Each expansion of US aid or reduction in restrictions on how that aid is utilized has followed logically from Russian actions. Obama started with non-lethal aid; we've initially balked at every single step since that before eventually going "ok, now it's warranted".

It's very clear the US is keeping responses small and incremental to take the wind out of Russian bluster about nuclear holocaust if they do this one more little thing to piss Putin off. It's also very clear the Russian "no don't send Javelins/HIMARS/Patriots/Abrams/MiGs/F-16s/ATACMS, we'll be very mad" has lost a lot of its potency.

jacknews 6 days ago | parent [-]

So what, would you say, triggered the US to cross their own red line, and a rather obvious principle of proxy warfare?

And, backtracking, how aware have you been about the situation in Ukraine, or baltic sea infrastructure, in the past few months (even year), compared to the last week? Just a marginal increment, no doubt.

ceejayoz 6 days ago | parent [-]

> So what, would you say, triggered the US to cross their own red line...

I'd first reject the use of the term "red line" entirely for the ATACMS situation.

"No, not ever" is a red line. The Russians love issuing these for other people, but it's embarassing when they're crossed without significant consequence.

"No, not now" is not a red line. The US tends to shy away from issuing them - one of Obama's biggest mistakes was proclaiming one in Syria and then looking a bit feckless when they violated it. (https://www.pbs.org/wgbh/frontline/article/the-president-bli...)

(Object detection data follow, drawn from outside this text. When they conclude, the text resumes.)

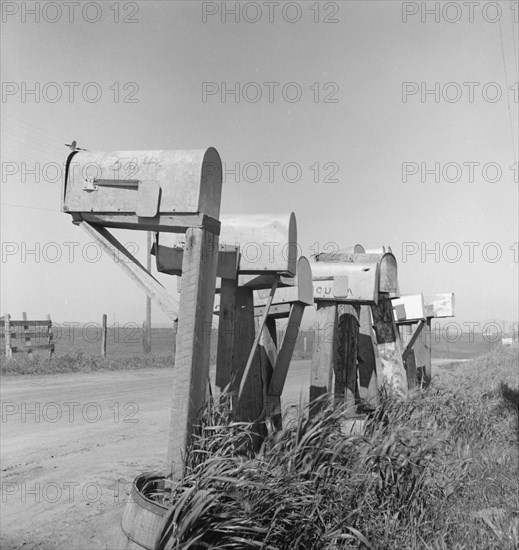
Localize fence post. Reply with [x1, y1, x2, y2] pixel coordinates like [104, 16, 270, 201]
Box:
[101, 313, 107, 359]
[22, 311, 33, 359]
[47, 313, 54, 361]
[4, 313, 13, 359]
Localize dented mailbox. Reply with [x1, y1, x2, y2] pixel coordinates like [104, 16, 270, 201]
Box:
[153, 213, 298, 278]
[311, 262, 380, 304]
[62, 147, 222, 233]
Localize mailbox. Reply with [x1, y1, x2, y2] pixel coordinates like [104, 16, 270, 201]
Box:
[316, 250, 400, 298]
[62, 147, 222, 233]
[312, 262, 380, 304]
[153, 213, 298, 278]
[424, 292, 455, 317]
[392, 294, 427, 323]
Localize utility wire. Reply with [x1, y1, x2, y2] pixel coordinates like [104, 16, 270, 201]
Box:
[498, 14, 517, 160]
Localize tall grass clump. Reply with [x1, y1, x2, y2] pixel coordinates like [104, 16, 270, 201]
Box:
[148, 350, 519, 550]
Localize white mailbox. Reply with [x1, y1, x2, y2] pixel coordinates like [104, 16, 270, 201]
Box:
[62, 147, 222, 232]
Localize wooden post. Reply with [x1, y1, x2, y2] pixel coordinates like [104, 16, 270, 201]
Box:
[230, 287, 264, 450]
[142, 231, 152, 353]
[310, 301, 337, 416]
[22, 311, 33, 359]
[423, 318, 432, 386]
[405, 350, 418, 390]
[47, 313, 54, 361]
[371, 298, 408, 397]
[79, 222, 179, 320]
[334, 304, 360, 413]
[101, 313, 107, 359]
[358, 306, 380, 408]
[4, 313, 13, 359]
[171, 319, 178, 360]
[259, 317, 282, 432]
[216, 278, 238, 392]
[167, 228, 218, 478]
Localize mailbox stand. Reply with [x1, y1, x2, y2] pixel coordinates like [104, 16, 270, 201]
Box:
[62, 148, 222, 476]
[310, 250, 407, 414]
[153, 214, 311, 447]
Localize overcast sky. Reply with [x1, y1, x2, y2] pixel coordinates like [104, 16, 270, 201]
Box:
[1, 1, 519, 334]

Letting Ukraine hit Russian territory with ATACMS is like the fourth or fifth expansion of how they're permitted to use that weapons system so far, as was giving them ATACMS in the first place after HIMARS (which saw a similar set of gradually reduced limitations; https://www.defensenews.com/land/2022/07/08/us-to-send-more-...).

> And, backtracking, how aware have you been about the situation in Ukraine, or baltic sea infrastructure, in the past few months (even year), compared to the last week? Just a marginal increment, no doubt.

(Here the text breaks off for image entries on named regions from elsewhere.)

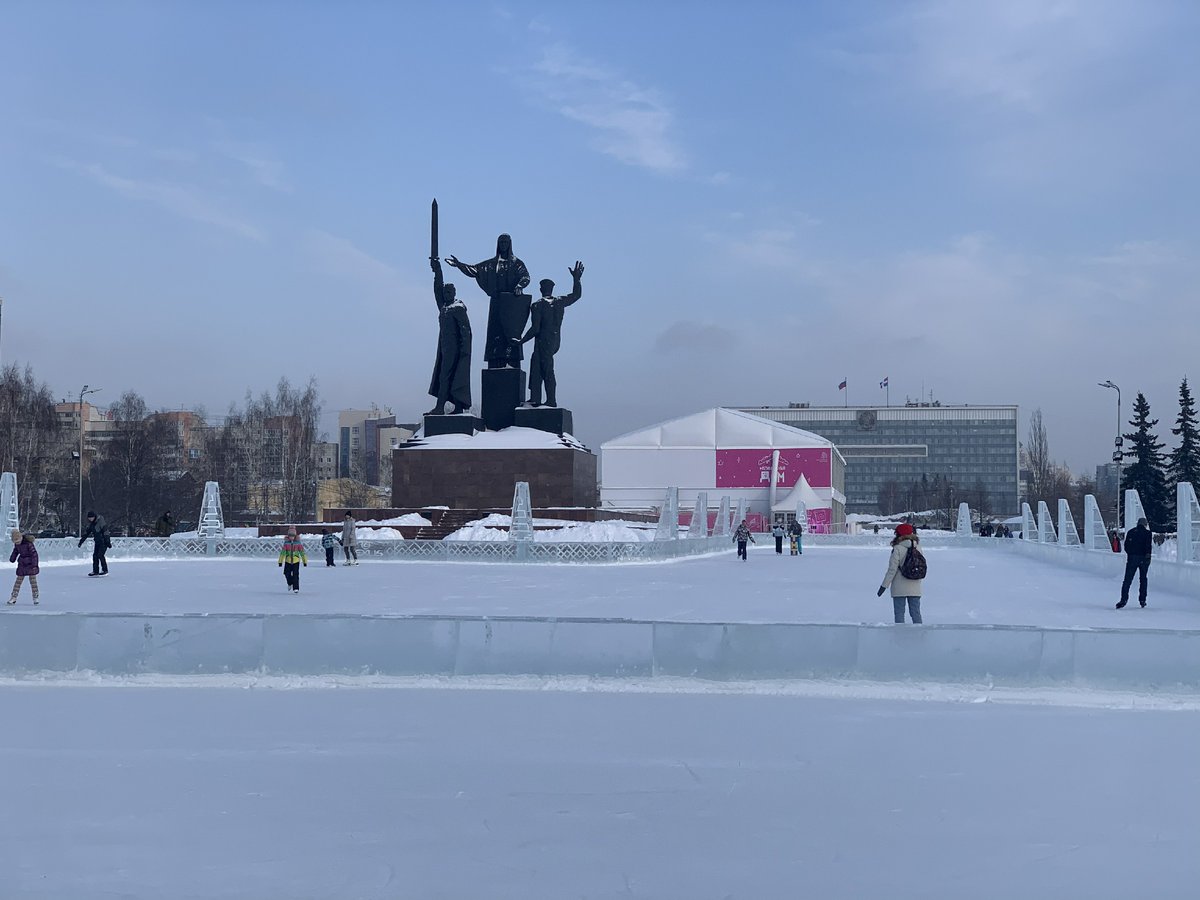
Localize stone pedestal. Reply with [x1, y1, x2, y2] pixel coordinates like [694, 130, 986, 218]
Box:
[481, 368, 526, 431]
[424, 413, 479, 438]
[512, 407, 575, 434]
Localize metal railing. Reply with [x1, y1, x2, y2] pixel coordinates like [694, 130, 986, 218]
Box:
[37, 535, 732, 564]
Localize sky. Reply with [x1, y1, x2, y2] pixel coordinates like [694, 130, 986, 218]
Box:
[0, 0, 1200, 472]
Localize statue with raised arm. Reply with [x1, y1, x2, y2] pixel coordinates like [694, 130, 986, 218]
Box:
[446, 234, 530, 368]
[521, 260, 583, 407]
[426, 257, 470, 415]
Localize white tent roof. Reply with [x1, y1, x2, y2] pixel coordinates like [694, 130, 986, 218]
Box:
[601, 407, 841, 456]
[770, 474, 829, 512]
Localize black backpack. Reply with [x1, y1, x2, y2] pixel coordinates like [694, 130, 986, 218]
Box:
[900, 544, 929, 581]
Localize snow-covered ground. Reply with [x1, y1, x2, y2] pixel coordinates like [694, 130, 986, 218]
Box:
[16, 545, 1200, 630]
[0, 681, 1200, 900]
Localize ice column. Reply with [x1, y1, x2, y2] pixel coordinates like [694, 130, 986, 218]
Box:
[1058, 497, 1079, 547]
[1084, 494, 1112, 550]
[509, 481, 533, 541]
[0, 472, 20, 538]
[654, 487, 679, 541]
[197, 481, 224, 538]
[1038, 500, 1058, 544]
[1126, 487, 1146, 532]
[1175, 481, 1200, 563]
[713, 493, 730, 538]
[1021, 502, 1038, 541]
[954, 503, 971, 538]
[688, 491, 708, 540]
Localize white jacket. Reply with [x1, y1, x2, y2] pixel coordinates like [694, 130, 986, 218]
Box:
[883, 536, 924, 596]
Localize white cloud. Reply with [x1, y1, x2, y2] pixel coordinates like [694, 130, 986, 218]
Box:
[526, 43, 688, 173]
[55, 160, 265, 241]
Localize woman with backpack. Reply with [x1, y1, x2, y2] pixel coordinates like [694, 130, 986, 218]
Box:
[876, 523, 925, 625]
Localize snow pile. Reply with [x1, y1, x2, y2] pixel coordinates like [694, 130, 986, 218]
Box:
[359, 512, 433, 528]
[443, 512, 655, 544]
[354, 523, 407, 541]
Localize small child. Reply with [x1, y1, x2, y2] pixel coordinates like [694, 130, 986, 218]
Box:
[8, 528, 37, 606]
[280, 526, 308, 594]
[320, 528, 341, 566]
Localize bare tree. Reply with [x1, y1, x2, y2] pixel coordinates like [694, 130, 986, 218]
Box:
[0, 366, 63, 528]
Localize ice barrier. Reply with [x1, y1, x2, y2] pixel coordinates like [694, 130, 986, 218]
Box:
[1058, 499, 1080, 547]
[0, 472, 20, 538]
[9, 614, 1200, 689]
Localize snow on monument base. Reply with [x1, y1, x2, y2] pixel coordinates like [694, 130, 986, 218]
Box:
[7, 613, 1200, 689]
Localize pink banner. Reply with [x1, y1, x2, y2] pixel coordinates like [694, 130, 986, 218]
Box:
[716, 448, 833, 488]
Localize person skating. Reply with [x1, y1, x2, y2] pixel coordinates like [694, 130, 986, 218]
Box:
[1117, 518, 1154, 610]
[79, 510, 113, 578]
[770, 522, 787, 556]
[733, 518, 758, 559]
[342, 510, 359, 565]
[876, 523, 925, 625]
[8, 528, 38, 606]
[280, 526, 308, 594]
[320, 528, 341, 568]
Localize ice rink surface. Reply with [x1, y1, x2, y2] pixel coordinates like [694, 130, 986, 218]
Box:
[0, 685, 1200, 900]
[16, 545, 1200, 630]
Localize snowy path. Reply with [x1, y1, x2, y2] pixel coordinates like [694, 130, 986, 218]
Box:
[16, 547, 1200, 630]
[0, 686, 1200, 900]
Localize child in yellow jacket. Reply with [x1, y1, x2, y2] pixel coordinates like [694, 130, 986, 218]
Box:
[280, 526, 308, 594]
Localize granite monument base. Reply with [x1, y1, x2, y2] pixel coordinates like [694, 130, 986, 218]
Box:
[424, 413, 479, 438]
[391, 446, 599, 509]
[480, 368, 526, 431]
[514, 407, 575, 434]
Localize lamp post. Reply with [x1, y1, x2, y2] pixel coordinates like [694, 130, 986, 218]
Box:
[1098, 378, 1124, 534]
[76, 384, 100, 538]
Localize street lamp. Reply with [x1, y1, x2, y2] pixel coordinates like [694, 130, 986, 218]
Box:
[76, 384, 100, 538]
[1098, 378, 1124, 534]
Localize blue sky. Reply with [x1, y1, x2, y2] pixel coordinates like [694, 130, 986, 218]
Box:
[0, 0, 1200, 469]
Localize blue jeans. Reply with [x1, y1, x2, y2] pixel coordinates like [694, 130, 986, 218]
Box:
[892, 596, 920, 625]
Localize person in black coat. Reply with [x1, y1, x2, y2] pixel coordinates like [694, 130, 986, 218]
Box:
[79, 510, 113, 577]
[426, 259, 470, 415]
[1117, 518, 1154, 610]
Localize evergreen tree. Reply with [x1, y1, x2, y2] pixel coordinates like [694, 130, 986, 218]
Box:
[1170, 378, 1200, 487]
[1121, 391, 1171, 530]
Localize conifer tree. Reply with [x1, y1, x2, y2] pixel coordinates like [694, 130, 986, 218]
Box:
[1169, 378, 1200, 488]
[1121, 391, 1171, 530]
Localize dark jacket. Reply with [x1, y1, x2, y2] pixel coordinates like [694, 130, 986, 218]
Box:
[8, 538, 37, 576]
[79, 516, 110, 551]
[1126, 526, 1154, 557]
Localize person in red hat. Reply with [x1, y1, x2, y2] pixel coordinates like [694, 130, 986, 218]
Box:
[876, 522, 925, 625]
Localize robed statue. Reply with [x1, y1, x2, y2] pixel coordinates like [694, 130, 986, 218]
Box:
[446, 234, 532, 368]
[426, 257, 470, 415]
[521, 260, 583, 407]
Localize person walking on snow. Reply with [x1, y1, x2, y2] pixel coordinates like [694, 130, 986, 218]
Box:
[787, 518, 804, 557]
[733, 518, 758, 560]
[876, 523, 925, 625]
[320, 528, 341, 568]
[280, 526, 308, 594]
[79, 510, 113, 578]
[8, 528, 37, 606]
[342, 510, 359, 565]
[770, 522, 787, 556]
[1117, 518, 1154, 610]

I've closely followed the situation in Ukraine since Euromaidan.

jacknews 5 days ago | parent [-]

"I'd first reject the use of the term "red line" entirely"

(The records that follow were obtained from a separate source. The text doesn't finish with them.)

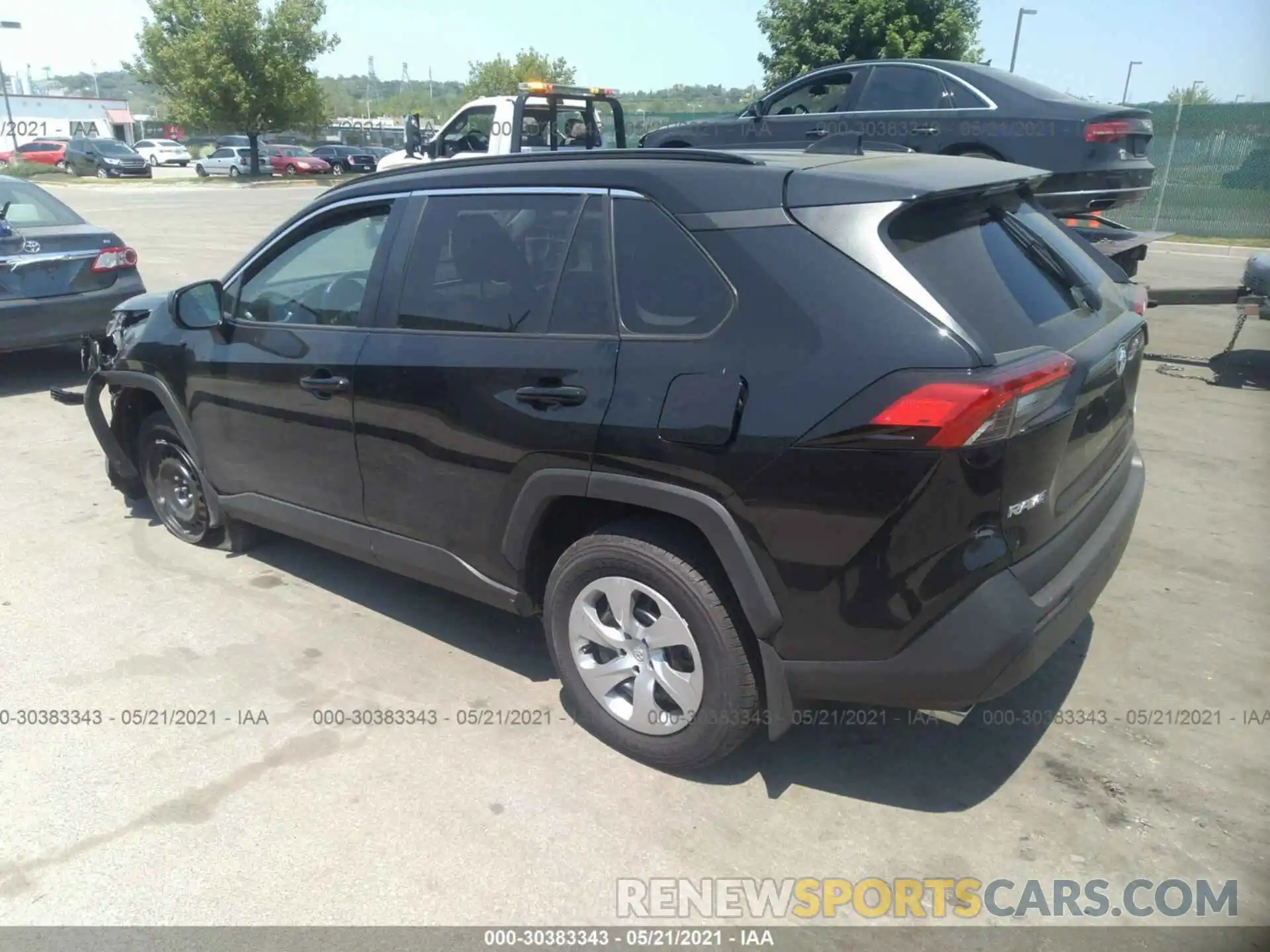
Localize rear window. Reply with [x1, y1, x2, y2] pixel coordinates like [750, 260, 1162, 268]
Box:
[889, 193, 1120, 352]
[0, 179, 84, 230]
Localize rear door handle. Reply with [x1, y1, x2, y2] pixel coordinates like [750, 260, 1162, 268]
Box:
[516, 387, 587, 406]
[300, 371, 348, 399]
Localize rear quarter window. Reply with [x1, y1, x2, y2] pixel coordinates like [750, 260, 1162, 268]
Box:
[613, 198, 736, 337]
[888, 194, 1120, 353]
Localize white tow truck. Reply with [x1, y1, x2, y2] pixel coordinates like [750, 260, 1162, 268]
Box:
[376, 81, 626, 171]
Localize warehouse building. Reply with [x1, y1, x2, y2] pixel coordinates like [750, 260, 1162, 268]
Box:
[0, 95, 135, 149]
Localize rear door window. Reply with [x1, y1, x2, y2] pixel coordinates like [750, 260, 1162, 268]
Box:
[856, 66, 945, 112]
[889, 194, 1120, 353]
[398, 193, 602, 334]
[613, 198, 736, 335]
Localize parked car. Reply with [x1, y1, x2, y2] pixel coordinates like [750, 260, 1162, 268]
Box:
[194, 146, 273, 179]
[1222, 149, 1270, 189]
[312, 146, 378, 175]
[640, 60, 1154, 214]
[65, 137, 151, 179]
[265, 146, 330, 175]
[62, 150, 1146, 770]
[0, 138, 66, 169]
[0, 177, 146, 352]
[134, 138, 193, 169]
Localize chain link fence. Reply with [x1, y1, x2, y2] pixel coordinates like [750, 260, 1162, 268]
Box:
[1109, 103, 1270, 240]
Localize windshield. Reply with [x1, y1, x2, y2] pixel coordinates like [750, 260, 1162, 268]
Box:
[93, 138, 136, 155]
[0, 179, 84, 230]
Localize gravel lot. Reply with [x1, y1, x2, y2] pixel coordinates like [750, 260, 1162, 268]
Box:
[0, 182, 1270, 926]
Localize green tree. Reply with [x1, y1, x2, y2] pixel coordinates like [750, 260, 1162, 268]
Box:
[124, 0, 339, 175]
[758, 0, 983, 87]
[1168, 84, 1216, 105]
[464, 47, 574, 99]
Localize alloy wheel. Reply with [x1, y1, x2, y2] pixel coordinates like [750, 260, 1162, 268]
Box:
[142, 439, 210, 543]
[569, 576, 705, 736]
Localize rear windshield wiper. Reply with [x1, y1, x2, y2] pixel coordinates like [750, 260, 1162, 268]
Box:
[991, 207, 1103, 311]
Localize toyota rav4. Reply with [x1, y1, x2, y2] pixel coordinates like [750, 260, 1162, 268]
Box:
[54, 146, 1146, 770]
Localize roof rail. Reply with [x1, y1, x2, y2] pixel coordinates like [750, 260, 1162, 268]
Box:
[331, 149, 763, 190]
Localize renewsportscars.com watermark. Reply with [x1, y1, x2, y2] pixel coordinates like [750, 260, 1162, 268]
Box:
[617, 876, 1238, 920]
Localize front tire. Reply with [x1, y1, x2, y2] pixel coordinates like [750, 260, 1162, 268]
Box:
[137, 410, 221, 546]
[542, 522, 759, 770]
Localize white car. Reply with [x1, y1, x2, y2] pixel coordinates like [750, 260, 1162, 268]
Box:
[132, 138, 194, 169]
[374, 81, 626, 171]
[194, 146, 273, 179]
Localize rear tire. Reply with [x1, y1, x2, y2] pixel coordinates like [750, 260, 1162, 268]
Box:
[542, 520, 761, 770]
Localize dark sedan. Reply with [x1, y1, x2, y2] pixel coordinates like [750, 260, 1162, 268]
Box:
[640, 60, 1154, 214]
[311, 146, 378, 175]
[66, 138, 152, 179]
[0, 177, 146, 353]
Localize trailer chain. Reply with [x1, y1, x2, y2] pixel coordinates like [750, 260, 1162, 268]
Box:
[1142, 311, 1248, 383]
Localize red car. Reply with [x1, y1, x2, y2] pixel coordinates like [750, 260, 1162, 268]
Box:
[264, 146, 330, 175]
[0, 139, 66, 169]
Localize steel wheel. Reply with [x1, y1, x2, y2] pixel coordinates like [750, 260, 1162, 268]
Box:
[569, 576, 705, 736]
[141, 439, 210, 545]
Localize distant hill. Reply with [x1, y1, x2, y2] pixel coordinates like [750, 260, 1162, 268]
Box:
[49, 70, 761, 122]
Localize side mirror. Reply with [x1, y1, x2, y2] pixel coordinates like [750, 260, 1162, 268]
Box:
[167, 280, 225, 330]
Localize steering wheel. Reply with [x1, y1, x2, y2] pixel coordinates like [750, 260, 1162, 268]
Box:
[316, 274, 366, 325]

No doubt, but the fact is the US told Ukraine they couldn't use ATACMS to target Russia, and now, they can.

And it's really more than an incremental change in US involvement in the war. The fact that Ukrainians are supposedly operating these weapons is almost incidental.

ceejayoz 5 days ago | parent [-]

I tell my kids they can’t play on their phones yet. They have homework to do.

It would be silly to claim, that evening, that I violated my own red line by letting them have phone time after dinner.

You continue to mix up “not now” and “not ever”.

jacknews 4 days ago | parent [-]

But they didn't say you can't play on your phones yet.

They said you may not use phones for social media. At all.

And then changed their mind.

aguaviva 6 days ago | parent | prev [-]

Here is a BBC article from 2 DAYS AGO that basically says what I'm saying

Which says nothing at all about the conflict being "a proxy war".

jacknews 6 days ago | parent [-]

nitpick.

It exactly states that Biden might be stirring things up in anticipation of Trump sueing for a freeze.

aguaviva 6 days ago | parent [-]

Which still says nothing about the conflict being fundamentally a proxy war.

jacknews 5 days ago | parent [-]

I mean the fact that the US is dictating what can and cannot happen in the war makes is a proxy war almost by definitiion.

aguaviva 5 days ago | parent [-]

But the article itself addresses only the context of ATACMS. Not whether the US is "dictating what can and cannot happen in the war" generally.

Either way -- according the definition in Wikipedia, it is a proxy because one side is strongly supported by an external power. Sounds reasonable, and I can go with it (on at least a technical basis).

Where people go wrong (not saying you here) is when they accept the term "proxy war" and assume (or insinuate) that it means or supports the idea that Ukraine is simply a puppet state, not really fighting out of its own motivations.